In Issue 2 on November 1, 2008 at 11:36 am

Mother Contemplates Paradise

Walk into winter dazzle, sun-light
bouncing off every blank and blanketed object,
listen to traffic’s intensified roar,
each particulate car
part of the total stream, like blown
flakes that saturate this blue-sky air;
they’re everywhere: the storm
that echoes beyond the storm’s life.
Wind whips loose edges of thin
pants that do nothing sub-zero
to stand between blade and skin.
It’s all a blur—sound, sight,
sense—except for this: one dry
leaf cartwheeling over drifts, and one
wheel chair making slow but steady
progress across the wide street.
This wind passes through that body
too, gathers to powder
us both into a million snow-bright particles
dispersed with no particular care,
to release what, if anything, remains:
puff that joins the hurricane.

Wendy Vardaman, Madison, WI, has a Ph.D. in English from University of Pennsylvania.
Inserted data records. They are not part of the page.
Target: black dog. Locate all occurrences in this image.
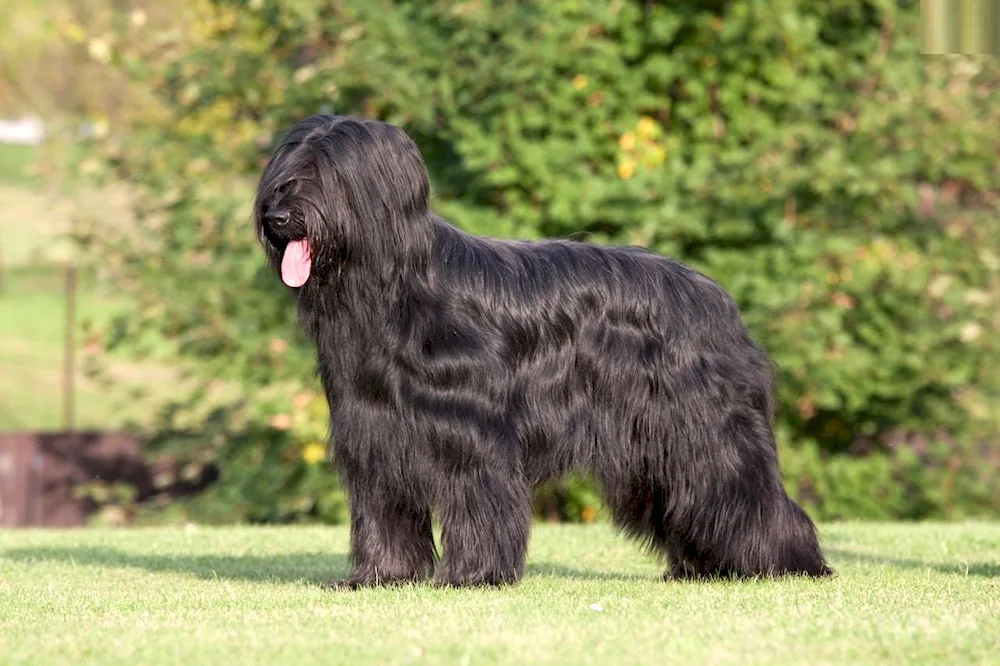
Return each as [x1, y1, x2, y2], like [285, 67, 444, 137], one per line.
[255, 116, 830, 587]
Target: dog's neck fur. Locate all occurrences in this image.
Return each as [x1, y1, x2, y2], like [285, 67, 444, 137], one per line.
[296, 214, 444, 396]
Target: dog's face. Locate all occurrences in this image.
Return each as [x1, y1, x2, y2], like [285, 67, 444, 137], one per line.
[256, 169, 317, 287]
[254, 116, 430, 288]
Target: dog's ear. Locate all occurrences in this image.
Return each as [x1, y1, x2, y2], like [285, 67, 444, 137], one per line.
[307, 118, 430, 261]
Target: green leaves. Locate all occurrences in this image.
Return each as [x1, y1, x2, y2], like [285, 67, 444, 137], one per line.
[82, 0, 1000, 519]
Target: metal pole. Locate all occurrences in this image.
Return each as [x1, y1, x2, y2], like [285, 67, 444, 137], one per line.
[63, 263, 76, 432]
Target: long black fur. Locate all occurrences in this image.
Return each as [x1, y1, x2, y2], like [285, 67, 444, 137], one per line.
[255, 115, 831, 587]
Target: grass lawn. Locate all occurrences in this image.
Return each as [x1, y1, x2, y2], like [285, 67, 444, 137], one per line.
[0, 144, 177, 431]
[0, 524, 1000, 666]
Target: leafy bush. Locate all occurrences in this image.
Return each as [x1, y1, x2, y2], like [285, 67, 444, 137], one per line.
[76, 0, 1000, 520]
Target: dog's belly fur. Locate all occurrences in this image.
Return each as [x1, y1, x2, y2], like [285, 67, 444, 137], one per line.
[255, 116, 831, 587]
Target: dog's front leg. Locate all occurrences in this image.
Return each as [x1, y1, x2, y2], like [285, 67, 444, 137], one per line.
[325, 479, 436, 589]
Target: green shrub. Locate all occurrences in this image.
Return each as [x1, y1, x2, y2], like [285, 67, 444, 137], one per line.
[78, 0, 1000, 520]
Her poems, reviews, and interviews have appeared in a variety of anthologies and journals, including Riffing on Strings, Letters to the World, Poet Lore, Poemeleon, qarrtsiluni, Main Street Rag, Nerve Cowboy, damselfly,Free Verse, Wisconsin People &Ideas, Women’s Review of Books, Rain Taxi Review, and Portland Review. When not writing, she home schools two of her three children and works at the children’s theater, Young Shakespeare Players.